Each one offers a different experience in terms of narrative design, although Unchained X and Brave Exvius have similar mechanics. Unchained X is a prequel to the events of the Kingdom Hearts series and allows players to create a custom character who then travels to various Disney worlds to battle the enemy Heartless. Brave Exvius features an original story in a new Final Fantasy universe, but the game looks to grab the interest of longtime series fans with the inclusion of "Visions," characters hailing from previous Final Fantasy games--like Cloud, Lightning and Terra--that can be recruited to fight in your party. Mobius unlike both of these games and sets itself apart from Square Enix's other mobile offerings by presenting a wholly new tale with some Final Fantasy elements (like Moogles and Phoenix Downs) players will recognize, but no overt ties to previous entries like its cousin Brave Exvius.
Mobius begins with your character waking up in a strange world alongside a handful of strangers. A disembodied voice identifying itself as Vox address the group, calling them "Blanks" and stating that one among them is destined to become the fabled Warrior of Light who will save the world. As your nameable character, you walk from area to area, battling groups of enemies and learning more about the ordeal you face.

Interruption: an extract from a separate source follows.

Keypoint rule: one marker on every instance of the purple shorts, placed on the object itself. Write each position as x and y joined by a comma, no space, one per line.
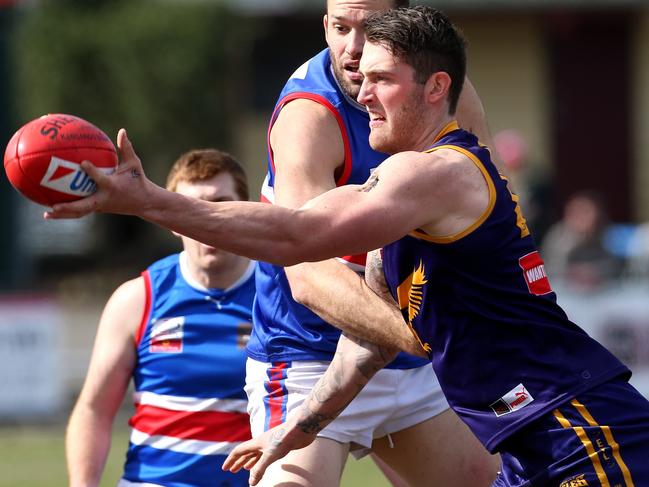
600,438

Right of the bat, Mobius throws you into the deep end when it comes to learning new systems. Within the first few minutes, the game throws several tutorials your way, including how to build a deck of cards--each with a magic spell you can use in combat--and how to equip different job classes. Other early tutorials include but are not limited to: basic combat controls, how to get and equip summon cards, how to fuse cards for stronger spells, how to change jobs, how to use magicite to strengthen your arsenal, how to buy more cards, how to interpret the screenful of details that appears before each area, and so on.
Additionally, each equippable card has a ton of elements and usage caveats attached. All cards use an element--such as water, fire, or earth--and are powered up in battle by collecting orbs of matching elemental energy from enemies. Some foes don't drop certain elements--for example, a fire dragon won't necessarily drop wind orbs--so if you have a wind spell in your deck, you're out of luck and have wasted that card slot. Additionally, health point-replenishing orbs are only dropped by enemies and are incredibly rare. If you don't have any phoenix down (also rare) when you go into combat, you're facing the very real possibility of a game over.
Aside from the pile-up of leveling and power systems tied to cards, combat is straightforward: the enemy appears, you tap on them to attack when it's your turn, and you repeat until they're dead. Combat is essentially turn-based, and while some higher-level enemies present a bit of a challenge, the lack of enemy or layout variation makes it all very rote very quickly. Additionally, the story moves at a breakneck pace, with little explanation provided for anything that's happening--and what is explained is unfortunately delivered through bland dialogue and even blander voice acting. The graphics are impressively detailed and fluid for a mobile title, but the rest of the presentation is lacking.
After spending several hours with Mobius Final Fantasy, the incentive to return to its world is moderately low. Instead, I've turned back to Brave Exvius, which has a small cast of well-developed characters that I've come to care about and a leveling system that’s challenging and deep but doesn’t overwhelm with piles of additional mechanics.